This is it, that final hurdle I’ve been working towards my whole career… a two-night backpack trail! It doesn’t sound like much, but let me put it in to perspective!
At the start of any Field Guide’s career, your wants and desires are very different! I have been there and now can testify all the way from the other side. Over the years the guiding industry has changed a lot, but our main focus, is experience experience experience. I’ll try my best to break it down simple.
The first requirement… 60 days of actively guiding! That means by either taking guests out in a vehicle or walking trails, resulting in qualifying for an Apprentice Field Guide Theory Exam (old Level 1, which is what I still call it), followed by a Practical Assessment, either on vehicle or by walking. All generally with guests. Once you’ve reached 256 days of actively guiding you then qualify as Field Guide (old Level 2), both again with a theoretical exam and a practical assessment. Once that is completed at 525 days of actively guiding you can then attempt Professional Field Guide and like the previous two, this will be completed with a theoretical exam and practical assessment. I take it you’re catching my drift with how these qualifications work…
For me… I would be assessed for SKS DG, also known as Special Knowledge and Skills Dangerous Game. And this to me, is the finale. The one I’ve been working towards, my whole career. I will be conducting a two-night backpack trail on Thornybush Game Reserve, with a fellow participant, assessed by two individuals I will often refer to as the Dalai Lama’s of the industry. They have basically designed this assessment and have tweaked and mastered the craft of dangerous encounters on foot over the last two to three decades. So yes, I am stressing my tits off.
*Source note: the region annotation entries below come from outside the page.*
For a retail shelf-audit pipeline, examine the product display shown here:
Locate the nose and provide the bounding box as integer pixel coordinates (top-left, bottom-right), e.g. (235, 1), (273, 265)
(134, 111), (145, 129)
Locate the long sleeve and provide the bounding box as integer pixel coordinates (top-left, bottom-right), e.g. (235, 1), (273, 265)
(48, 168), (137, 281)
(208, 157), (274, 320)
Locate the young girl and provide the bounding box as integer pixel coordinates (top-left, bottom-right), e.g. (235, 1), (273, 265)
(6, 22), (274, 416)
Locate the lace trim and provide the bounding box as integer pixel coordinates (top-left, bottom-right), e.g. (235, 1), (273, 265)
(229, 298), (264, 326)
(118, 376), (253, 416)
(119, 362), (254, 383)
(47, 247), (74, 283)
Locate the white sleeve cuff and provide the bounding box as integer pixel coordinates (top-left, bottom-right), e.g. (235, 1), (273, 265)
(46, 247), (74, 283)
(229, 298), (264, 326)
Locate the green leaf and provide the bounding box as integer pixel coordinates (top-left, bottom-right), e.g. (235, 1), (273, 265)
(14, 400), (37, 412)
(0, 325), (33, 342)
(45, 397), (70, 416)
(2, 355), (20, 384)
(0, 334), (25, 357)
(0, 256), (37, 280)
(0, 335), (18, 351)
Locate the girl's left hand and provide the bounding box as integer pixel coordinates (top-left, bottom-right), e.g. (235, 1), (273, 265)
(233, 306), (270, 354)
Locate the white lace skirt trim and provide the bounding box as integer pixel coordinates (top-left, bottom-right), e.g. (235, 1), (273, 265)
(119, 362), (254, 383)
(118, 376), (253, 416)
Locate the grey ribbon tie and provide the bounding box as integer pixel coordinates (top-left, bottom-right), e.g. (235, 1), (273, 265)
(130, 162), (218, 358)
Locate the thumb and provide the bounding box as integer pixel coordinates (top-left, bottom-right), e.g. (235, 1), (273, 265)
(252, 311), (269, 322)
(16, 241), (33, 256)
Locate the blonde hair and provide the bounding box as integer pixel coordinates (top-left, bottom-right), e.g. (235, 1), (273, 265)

To break down SKS DG for you, it requires 1200+ hours on foot, in a Big Five area, along with 600 encounters. An encounter would be a buffalo bull, or a leopard or a breeding herd of elephants. Simple, yet very time consuming if your whole career has been more vehicle based. Between finding the love of my life, getting married and having two beautiful girls, i finally got the chance to be assessed.
Now, down to the assessment…
With temperatures, on average, over the three-day period reaching 39’C, water points and finding shade was of the utmost importance. When to walk and when to rest. For both days we decided to start as early as we could, preferably after breaking down camp and heading out on a trail before we hunkered down in the shade of a big Weeping Boer-bean or a Jackalberry tree and laid sprawled out like a pride of lions. Once it cooled down we either did some bushcraft, which entails digging for water or did a leisurely afternoon stroll (without backpacks focusing on the smaller things). Of course nerves got the better of us in the beginning but slowly, we found our confidence again.
And so, for the next three days, we shared and gained vital information from our two assessors. We shared our knowledge with the guests and apprentice ranger and tracker that joined the trail, encountered several different herds of elephants, trailed buffalo over two days, and sat around a fire at night listening to two men’s life stories of how they came to love the bush. That’s when you feel small, a mere spec in an industry that is forever a pit of knowledge and when you think you know it all, Mother Nature herself, sends you back into that pit digging for more.
The last 200m walk to the office, both Leighton and I just glanced at each other and you could feel the nerves beating between us as our heart rates spiked. This was it. Did we do enough, did we really give it our all? A nervous laugh escaped and we realised there is absolutely nothing more we can do and high-fived each other right there. Whatever the outcome, mannnnnnnnnn, did we have fun!
So on a 40’C day, we got our asses into the air-conditioned office, were forced to have a cup of coffee rather than the coke we so desperately wanted and went through a tradition that I was sworn to not share. And after what felt like an eternity, I got to shake hands with two men I have looked up to my whole career, and shared a smile as they congratulated us both on completing this achievement. For me, it felt like the weight of the world melted off my shoulders and at the same time I was suddenly deadly tired and just wanted to get home to my family. I did not want to see a soul, until I could fall into my husband’s arms and share, what he was so supporting of, about this wonderful achievement…
I did get home. Eventually.
I did get the chance to fall into his arms and just let it all sink in, whilst holding both my girls.
And I did have a good old fashioned shower, with a glass of red wine next to me!!!